Терять настолько легко, что снова и снова становилось страшно, снова и снова привычный устоявшийся мир выскальзывал из пытающихся ухватиться пальцев, а пухлый мудрый кот, растворившись в мимолетном шлейфе парфюма — тоже вот единственного, что осталось от Рейнхарта, а теперь и от чертового зверя, напитавшегося терпкого хвойного одеколона, — перепрыгнул через оконную раму, скрываясь в постепенно наползающих с гор сумерках.
Юа, напоенный запахами ядов и разложений, теряющийся на ветреном живом свету и далеко не сразу сообразивший, что происходит, бросился следом непримиримо поздно — спустя чертову минуту он перегнулся через раму, спустя чертову минуту заорал, попытался отыскать и призвать назад, но штора продолжала волноваться, кружась в танце дождя, что косыми плетьми счищал с лица земного снега́, а Карпа больше не было.
Просто не было.
И всё.
Рехнувшийся и перекроенный, не находящий времени на пляску с убивающими мыслями и откровениями, не способный здесь, в дневном чреве, связать образ полюбившегося безобидного психопата с образом того, кто умерщвлял и развешивал в подвалах истерзанные трупы, а потом этими же руками прикасался к нему, ласкал и целовал, обнимал и привлекал к груди, нашептывая на ухо все сказки мира и обещая монументальные укрытия от злобствующих планетарных ураганов, Уэльс, кое-как надев сапоги, натянув на мокрую рубашку куртку и возвратившись за разбросанными по полу домашними ключами, худо-бедно подчинившими горластую старуху-дверь, забывая про выброшенный телефон, так и оставшийся валяться в истоптанном кошачьем песке, бросился наружу, наспех запирая один из двух замков, огибая дом в поисках нужного окна и — слава хоть кому-нибудь! — находя на талом, умирающем прямо под ногами снегу тонкую цепочку следов, скрашенную длинными глубокими полозьями волокущегося между передом и задом толстого пуза.
Дорожка петляла между елок, дорожка уводила намного дальше, и Юа, прихрамывая на правую ушибленную ногу, ощущая всё сильнее и сильнее накатывающее головокружение, пришедшее карой за несколько дней голодовки, бежал за ней, с отрешением замечая, что сугробы местами сошли настолько, что наружу пробивалась черная почва, клочки мха, мокрые осколки и оттаивающие беглые истоки, утопающие в низинах из лишайника да прошлогодней сенной травы.

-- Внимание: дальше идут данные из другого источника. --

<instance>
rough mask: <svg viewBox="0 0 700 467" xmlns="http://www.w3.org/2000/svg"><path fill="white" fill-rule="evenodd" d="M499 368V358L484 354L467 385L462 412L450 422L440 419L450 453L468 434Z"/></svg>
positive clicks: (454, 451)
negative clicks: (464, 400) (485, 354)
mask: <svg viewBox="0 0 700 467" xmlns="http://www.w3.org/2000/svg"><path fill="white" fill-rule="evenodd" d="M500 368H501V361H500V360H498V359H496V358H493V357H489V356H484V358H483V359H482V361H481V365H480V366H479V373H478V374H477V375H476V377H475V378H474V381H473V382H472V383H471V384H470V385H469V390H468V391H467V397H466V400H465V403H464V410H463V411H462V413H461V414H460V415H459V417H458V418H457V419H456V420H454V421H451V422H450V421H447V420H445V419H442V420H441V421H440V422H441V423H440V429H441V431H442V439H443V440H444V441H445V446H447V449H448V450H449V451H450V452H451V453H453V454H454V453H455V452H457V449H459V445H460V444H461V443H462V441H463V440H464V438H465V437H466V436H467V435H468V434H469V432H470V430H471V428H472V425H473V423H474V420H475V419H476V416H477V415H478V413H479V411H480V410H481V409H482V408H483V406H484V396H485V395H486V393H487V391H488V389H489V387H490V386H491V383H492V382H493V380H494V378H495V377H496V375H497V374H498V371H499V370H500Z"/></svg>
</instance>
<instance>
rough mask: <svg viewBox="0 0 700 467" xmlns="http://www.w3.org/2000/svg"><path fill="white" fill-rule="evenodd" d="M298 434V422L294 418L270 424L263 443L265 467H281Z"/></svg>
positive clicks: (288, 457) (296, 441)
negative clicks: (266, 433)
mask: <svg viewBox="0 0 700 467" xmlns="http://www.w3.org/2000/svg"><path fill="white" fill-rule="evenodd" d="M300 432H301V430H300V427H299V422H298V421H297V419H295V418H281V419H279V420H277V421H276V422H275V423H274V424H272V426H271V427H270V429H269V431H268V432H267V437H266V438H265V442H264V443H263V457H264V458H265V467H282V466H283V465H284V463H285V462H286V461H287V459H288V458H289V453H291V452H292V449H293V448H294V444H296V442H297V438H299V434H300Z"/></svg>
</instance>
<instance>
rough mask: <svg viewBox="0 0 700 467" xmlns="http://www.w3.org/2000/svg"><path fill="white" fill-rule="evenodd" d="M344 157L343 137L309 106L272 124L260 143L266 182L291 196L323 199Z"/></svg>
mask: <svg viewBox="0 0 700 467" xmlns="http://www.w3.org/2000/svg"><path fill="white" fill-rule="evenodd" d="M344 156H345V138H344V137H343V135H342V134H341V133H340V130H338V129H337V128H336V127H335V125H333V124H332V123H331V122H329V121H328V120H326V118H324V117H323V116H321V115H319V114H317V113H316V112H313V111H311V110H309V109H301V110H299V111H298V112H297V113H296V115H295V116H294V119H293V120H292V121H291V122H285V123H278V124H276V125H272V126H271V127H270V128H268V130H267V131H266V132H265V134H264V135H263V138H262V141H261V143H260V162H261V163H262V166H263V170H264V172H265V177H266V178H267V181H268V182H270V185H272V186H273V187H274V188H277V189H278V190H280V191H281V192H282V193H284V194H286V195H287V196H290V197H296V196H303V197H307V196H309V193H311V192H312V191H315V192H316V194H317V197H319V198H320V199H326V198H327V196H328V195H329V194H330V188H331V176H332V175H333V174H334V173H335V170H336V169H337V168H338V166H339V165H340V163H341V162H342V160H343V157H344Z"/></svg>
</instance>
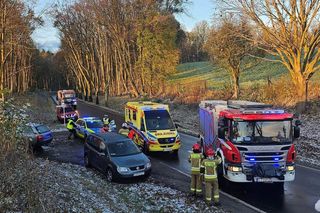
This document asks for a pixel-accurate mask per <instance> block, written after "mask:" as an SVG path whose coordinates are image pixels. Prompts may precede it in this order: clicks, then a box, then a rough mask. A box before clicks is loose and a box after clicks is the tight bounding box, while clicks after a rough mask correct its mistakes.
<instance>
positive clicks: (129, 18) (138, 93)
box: [55, 0, 187, 97]
mask: <svg viewBox="0 0 320 213" xmlns="http://www.w3.org/2000/svg"><path fill="white" fill-rule="evenodd" d="M185 2H187V1H186V0H184V1H177V0H175V1H171V0H157V1H156V0H132V1H121V0H93V1H92V0H90V1H89V0H81V1H78V2H77V3H74V4H72V5H64V6H63V5H60V6H59V8H57V9H56V11H55V16H56V21H55V26H56V27H57V28H58V29H59V30H60V31H61V33H62V46H61V50H62V51H63V54H64V58H65V60H66V64H67V66H68V68H69V69H68V70H69V71H71V72H72V77H75V84H76V90H77V91H78V92H80V93H82V94H83V95H84V96H85V97H91V96H92V95H97V94H98V93H99V92H103V93H105V94H106V95H107V96H108V95H121V94H132V95H133V96H139V95H156V94H158V93H159V92H161V90H162V88H163V86H164V84H165V81H166V79H167V77H168V75H170V74H172V73H174V72H175V68H176V65H177V64H178V62H179V51H178V48H177V44H176V37H177V32H178V30H179V28H180V26H179V23H178V22H177V21H176V20H175V18H174V16H173V14H174V13H177V12H181V11H182V10H183V3H185ZM70 77H71V75H70Z"/></svg>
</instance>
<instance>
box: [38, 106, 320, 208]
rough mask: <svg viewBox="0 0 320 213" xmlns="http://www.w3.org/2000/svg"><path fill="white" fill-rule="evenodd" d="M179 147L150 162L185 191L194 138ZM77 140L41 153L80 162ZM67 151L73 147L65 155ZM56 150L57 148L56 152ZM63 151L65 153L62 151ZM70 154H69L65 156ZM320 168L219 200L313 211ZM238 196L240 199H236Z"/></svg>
mask: <svg viewBox="0 0 320 213" xmlns="http://www.w3.org/2000/svg"><path fill="white" fill-rule="evenodd" d="M78 110H79V112H80V115H81V116H99V117H102V116H103V115H104V114H108V115H109V117H111V118H112V119H115V121H116V124H117V126H118V127H120V126H121V124H122V123H123V117H122V116H121V115H119V114H118V113H115V112H108V111H106V110H105V109H103V108H100V107H98V106H95V105H90V104H87V103H84V102H80V103H79V105H78ZM180 135H181V141H182V146H181V149H180V150H179V156H178V158H174V157H172V156H171V155H170V154H165V153H160V154H152V155H151V156H150V158H151V161H152V167H153V171H152V176H153V177H155V178H156V179H158V180H159V181H161V182H165V183H166V184H167V185H169V186H171V187H174V188H176V189H179V190H182V191H185V192H188V190H189V182H190V177H189V171H190V164H189V162H188V161H187V159H188V156H189V150H190V149H191V147H192V145H193V144H194V143H195V142H196V141H197V138H195V137H192V136H189V135H186V134H182V133H180ZM82 143H83V142H81V141H79V140H76V141H75V143H74V144H73V147H68V146H70V145H65V146H67V147H63V146H62V147H61V149H60V148H59V150H60V151H61V152H62V153H52V152H51V153H50V151H48V152H46V151H45V152H44V154H43V155H47V157H49V158H52V159H54V160H59V161H63V162H70V163H76V164H80V165H82V164H83V159H82V156H83V146H82ZM67 150H72V152H71V155H70V153H68V154H67V152H68V151H67ZM58 152H59V151H58ZM63 152H65V153H63ZM67 156H69V157H67ZM319 178H320V170H316V169H311V168H308V167H303V166H297V169H296V180H295V181H294V182H291V183H286V184H285V186H284V190H279V189H278V188H276V187H274V186H273V185H272V184H234V183H228V184H226V185H224V186H223V188H222V193H221V202H222V205H223V207H224V208H225V209H227V210H230V211H232V212H256V211H260V210H262V211H265V212H288V213H289V212H290V213H292V212H315V209H314V205H315V203H316V202H317V200H319V197H320V181H319ZM238 199H239V200H238Z"/></svg>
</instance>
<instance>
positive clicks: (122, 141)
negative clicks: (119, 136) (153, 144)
mask: <svg viewBox="0 0 320 213" xmlns="http://www.w3.org/2000/svg"><path fill="white" fill-rule="evenodd" d="M108 150H109V153H110V155H111V156H112V157H118V156H126V155H134V154H139V153H140V152H141V151H140V149H139V148H138V147H137V146H136V145H135V144H134V143H133V142H132V141H131V140H126V141H121V142H116V143H110V144H108Z"/></svg>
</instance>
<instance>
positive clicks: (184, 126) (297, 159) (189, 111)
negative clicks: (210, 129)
mask: <svg viewBox="0 0 320 213" xmlns="http://www.w3.org/2000/svg"><path fill="white" fill-rule="evenodd" d="M128 100H130V101H132V99H130V97H126V96H124V97H111V98H110V99H109V105H108V107H109V108H111V109H112V110H115V111H118V112H119V113H122V112H123V111H124V106H125V103H126V102H127V101H128ZM136 100H137V101H141V100H147V99H136ZM151 100H152V101H157V102H163V103H166V104H169V105H170V110H171V114H172V117H173V120H174V121H175V122H176V123H177V124H178V125H179V130H180V131H182V132H184V133H187V134H190V135H194V136H197V135H198V130H199V113H198V110H199V109H198V105H196V104H193V105H191V104H189V105H186V104H179V103H174V102H172V101H170V100H160V99H151ZM133 101H134V100H133ZM103 103H104V99H103V97H102V96H101V97H100V104H101V105H103ZM290 111H292V109H290ZM300 120H301V122H302V126H301V137H300V138H299V139H298V140H296V141H295V142H294V143H295V146H296V151H297V162H298V163H300V164H303V165H306V166H310V167H314V168H319V169H320V125H319V120H320V104H319V103H311V106H310V107H309V108H308V110H307V113H306V114H303V115H302V116H301V118H300Z"/></svg>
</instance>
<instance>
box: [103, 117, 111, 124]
mask: <svg viewBox="0 0 320 213" xmlns="http://www.w3.org/2000/svg"><path fill="white" fill-rule="evenodd" d="M102 121H103V123H104V124H105V125H108V126H109V124H110V118H109V116H108V115H104V116H103V118H102Z"/></svg>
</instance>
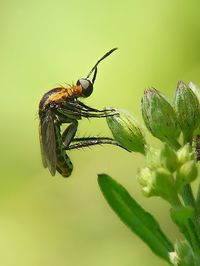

Дорога петляла, дорога вела, дорога кормила последние крохи надежды, но чем глубже она заводила, чем неистовей лил дождь, застилая глаза и путая волосы, морозя кровь и отнимая давно истончившиеся силы, тем меньше оставалось снега, тем ниже спускались сумерки грядущего раннего вечера и тем безнадежнее сжималось сердце Уэльса, со слабой обреченностью продирающегося сквозь кусачую шерсть каменного серого дня.
Спустя еще пятнадцать кругов секундных стрелок ливень, сменив направление и раздув льняные паруса да выплевав новый сток воды со скрежетом хохочущих клыков, смял последнюю белизну, унося вместе с той и нелепую мечту о весне да охапке запылившихся полевых цветов, мягко прогибающихся под босой стопой.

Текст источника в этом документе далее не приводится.